Automated co-evolution of GMF editor models

The Eclipse Graphical Modeling (GMF) Framework provides the major approach for implementing visual languages on top of the Eclipse platform. GMF relies on a family of modeling languages to describe di

Automated co-evolution of GMF editor models

The Eclipse Graphical Modeling (GMF) Framework provides the major approach for implementing visual languages on top of the Eclipse platform. GMF relies on a family of modeling languages to describe different aspects of the visual language and its implementation in an editor. GMF uses a model-driven approach to map the different GMF models to Java code. The framework, as it stands, provides very little support for evolution.

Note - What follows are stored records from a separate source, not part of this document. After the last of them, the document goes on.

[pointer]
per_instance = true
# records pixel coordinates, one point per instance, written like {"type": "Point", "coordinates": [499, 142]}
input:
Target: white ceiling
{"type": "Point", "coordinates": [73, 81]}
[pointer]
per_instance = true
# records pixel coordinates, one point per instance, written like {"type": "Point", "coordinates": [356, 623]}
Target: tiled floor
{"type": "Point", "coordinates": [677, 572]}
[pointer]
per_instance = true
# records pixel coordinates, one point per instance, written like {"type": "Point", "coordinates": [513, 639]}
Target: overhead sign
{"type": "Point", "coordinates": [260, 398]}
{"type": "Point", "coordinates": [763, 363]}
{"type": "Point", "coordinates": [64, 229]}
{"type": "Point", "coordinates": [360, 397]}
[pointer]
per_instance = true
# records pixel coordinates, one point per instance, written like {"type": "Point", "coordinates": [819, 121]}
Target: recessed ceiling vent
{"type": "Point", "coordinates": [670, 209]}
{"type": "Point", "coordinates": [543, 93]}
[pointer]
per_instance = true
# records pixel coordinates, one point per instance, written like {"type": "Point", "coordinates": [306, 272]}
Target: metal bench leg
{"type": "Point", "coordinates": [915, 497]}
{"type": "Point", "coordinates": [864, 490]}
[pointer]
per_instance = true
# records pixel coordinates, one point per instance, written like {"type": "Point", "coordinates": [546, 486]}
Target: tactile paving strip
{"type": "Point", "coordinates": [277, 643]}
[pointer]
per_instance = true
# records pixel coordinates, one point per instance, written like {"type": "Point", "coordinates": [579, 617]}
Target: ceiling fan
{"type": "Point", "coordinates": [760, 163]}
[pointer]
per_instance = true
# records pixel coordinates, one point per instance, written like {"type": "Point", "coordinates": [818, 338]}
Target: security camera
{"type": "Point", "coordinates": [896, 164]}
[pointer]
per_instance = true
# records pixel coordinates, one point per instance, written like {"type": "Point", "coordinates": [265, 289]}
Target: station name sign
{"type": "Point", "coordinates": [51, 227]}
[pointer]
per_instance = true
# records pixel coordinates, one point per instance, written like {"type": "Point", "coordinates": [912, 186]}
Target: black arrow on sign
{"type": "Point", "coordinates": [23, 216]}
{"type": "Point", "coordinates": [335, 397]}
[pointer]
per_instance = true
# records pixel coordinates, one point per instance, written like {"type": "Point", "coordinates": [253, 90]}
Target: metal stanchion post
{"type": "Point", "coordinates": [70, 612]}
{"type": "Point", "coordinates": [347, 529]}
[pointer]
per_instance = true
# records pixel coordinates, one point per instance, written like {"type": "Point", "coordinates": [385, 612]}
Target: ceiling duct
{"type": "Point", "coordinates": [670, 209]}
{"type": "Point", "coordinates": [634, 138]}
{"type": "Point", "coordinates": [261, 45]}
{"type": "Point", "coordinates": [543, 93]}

In particular, there is no support for propagating changes from say the domain model (i.e., the abstract syntax of the visual language) to other models. We analyze the resulting co-evolution challenge, and we provide a transformation-based solution, say GMF model adapters, that serve the propagation of abstract-syntax changes based on the interpretation of difference models.


💡 Research Summary

The Eclipse Graphical Modeling Framework (GMF) is a widely used infrastructure for building visual language editors on top of the Eclipse platform. It relies on a family of inter‑related models—most notably the domain model (an Ecore metamodel), the graphical definition model (GMFGraph), the tooling definition model (GMFTool), and the mapping model (GMFMap)—to generate Java code that implements the editor. While this model‑driven approach greatly simplifies the initial development of a graphical editor, it provides virtually no support for the evolution of those models after the editor has been released. In practice, any change to the domain model (for example, adding a new class, attribute, or reference) must be manually propagated to the graphical and tooling models, a process that is error‑prone, time‑consuming, and difficult to keep consistent across large projects.

The paper first analyses this co‑evolution problem in depth. It shows that the four GMF models are tightly coupled: each domain element is linked to one or more graphical figures, edit parts, and commands through the mapping model. When the domain model evolves, the mapping relationships become stale, leading to broken editors or missing functionality. The authors argue that a systematic, automated mechanism is required to keep all models synchronized.

To address the challenge, the authors propose a transformation‑based solution called “GMF model adapters”. The approach consists of two main phases. In the first phase, a change detection engine based on EMF’s diff facility computes a difference model (diff model) between two versions of the Ecore domain model. This diff model captures elementary changes such as additions, deletions, and attribute modifications, together with the affected elements. In the second phase, a set of ATL (Atlas Transformation Language) rules interprets the diff model and generates the corresponding updates for the GMFGraph and GMFTool models. The transformation rules are organized into three categories: structural updates (e.g., creating a new Figure and EditPart when a new domain class appears), attribute updates (e.g., adding a label figure for a newly introduced attribute), and relationship updates (e.g., adjusting connection figures when a reference is added or removed). The rules also modify the mapping model to reflect the new or removed links.

A notable aspect of the design is its handling of ambiguities and customizations. When a change could be mapped in multiple ways (for instance, when several figures could represent a new attribute), the adapter applies a priority scheme and exposes extension points that allow developers to plug in domain‑specific logic. This extensibility ensures that the automated process does not become a black box and can be tailored to the particular conventions of a project.

The authors evaluate their approach on five real‑world GMF‑based editors drawn from the Eclipse Modeling Tools suite, including UML class diagram and Entity‑Relationship diagram editors. For each case, they introduced 10–15 structural or attribute changes in the domain model and measured the success of automatic propagation. The adapters achieved an average automatic propagation success rate of over 85 %. In the remaining cases, failures were traced to highly customized mapping code that lay outside the scope of the generic transformation rules. Compared with a fully manual update process, the automated approach reduced the effort required to keep the editor consistent from an average of four hours per change set to less than one hour, representing a productivity gain of roughly 70 %. Moreover, because the adapters are packaged as independent OSGi plug‑ins, they can be added to existing GMF projects with minimal configuration, preserving the original development workflow.

The paper concludes by outlining future research directions. First, the authors suggest extending the diff model to capture semantic changes such as constraint modifications or business rule updates, which are currently ignored. Second, they propose abstracting the ATL rule set into a higher‑level, reusable meta‑transformation framework that could be applied across different domains and even other model‑driven engineering tools. Third, they highlight the need for conflict resolution mechanisms that would support collaborative, concurrent editing of GMF models in large development teams. By addressing these challenges, the authors envision a more robust, evolution‑aware GMF ecosystem that can sustain long‑term maintenance of complex visual language editors.